The Stone Roses’ reunion, nostalgia and cultural bedblocking
Here we go again. Yesterday’s news that The Stone Roses are reforming for a couple of shows in Manchester next year (with a world tour to follow as promoters beat each other up with a big stick to have the …
Here we go again. Yesterday’s news that The Stone Roses are reforming for a couple of shows in Manchester next year (with a world tour to follow as promoters beat each other up with a big stick to have the band on their summer 2012 festival bill) will predictably dominate the music news agenda this week. Leaving aside the fact that the band were fairly ropey live as their first run came to an end – their appearances at Feile in Cork in 1995 or Reading in 1996 come to mind and leave just as rapidly – the Stone Roses were an iconic band thanks to that incandescent self-titled album. But nostalgia will always trump hindsight when musicians like Ian Brown, John Squire, Mani and Reni decide to get back together to deal with unfinished business and enjoy a large pay-day. By the by, The Rub never really happened for Reni, did it?
There are many reasons why this reunion will receive so much coverage, but few have to do with the actual music. As we’ve seen with the recent palaver over the 20th anniversary of the release of Nirvana’s “Nevermind” album and the Pink Floyd reissues, the generation who grew up with those bands now call the media shots and hence the nostalgia factor is in full effect. It’s much easier to cover bands who already have a history rather than try to make sense of the thousands of new acts out there making exciting, vital, visceral music. It’s also much easier to cover acts which you have a clearer recollection of from their first go on the swings and roundabouts rather than do the spadework required to find a new act to enthuse about and cover them properly.

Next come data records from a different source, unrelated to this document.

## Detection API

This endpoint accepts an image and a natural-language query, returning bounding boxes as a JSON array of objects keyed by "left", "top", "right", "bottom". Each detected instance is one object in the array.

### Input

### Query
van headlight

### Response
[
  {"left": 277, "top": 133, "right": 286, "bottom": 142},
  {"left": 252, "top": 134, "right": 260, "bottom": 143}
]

When it comes to reunions of once heralded bands like the Stone Roses (and as we’ve seen with recent reunions from Pulp, Blur and Pixies), it’s just a case of reaching back into the archives and dusting off old copy and opinions. No need to have to work out how and where a brand new act fits into the bigger picture. No need for the commentator to have to listen to acts which he or she can’t make head or tail of. No need to pretend that you are enthusiastic about acts who really make you feel out of the loop. You can still pretend to be at the cutting edge by writing about a band who were in their pomp two decades ago.
Nostaglia of this ilk really is a form of cultural bedblocking. Instead of giving the time and coverage to musicians and artists who are producing new, innovative, fascinating work right now, the space and attention goes to acts who’ve already been through that hoopla and who haven’t produced an iota of note in years or decades. It’s easy to do because the heavy lifting has already been done – we can see those engimatic photos of the Stone Roses the very moment we hear the first chords of “I Wanna Be Adored” – but there was a time and place for that kind of thing and that time was 20 years ago.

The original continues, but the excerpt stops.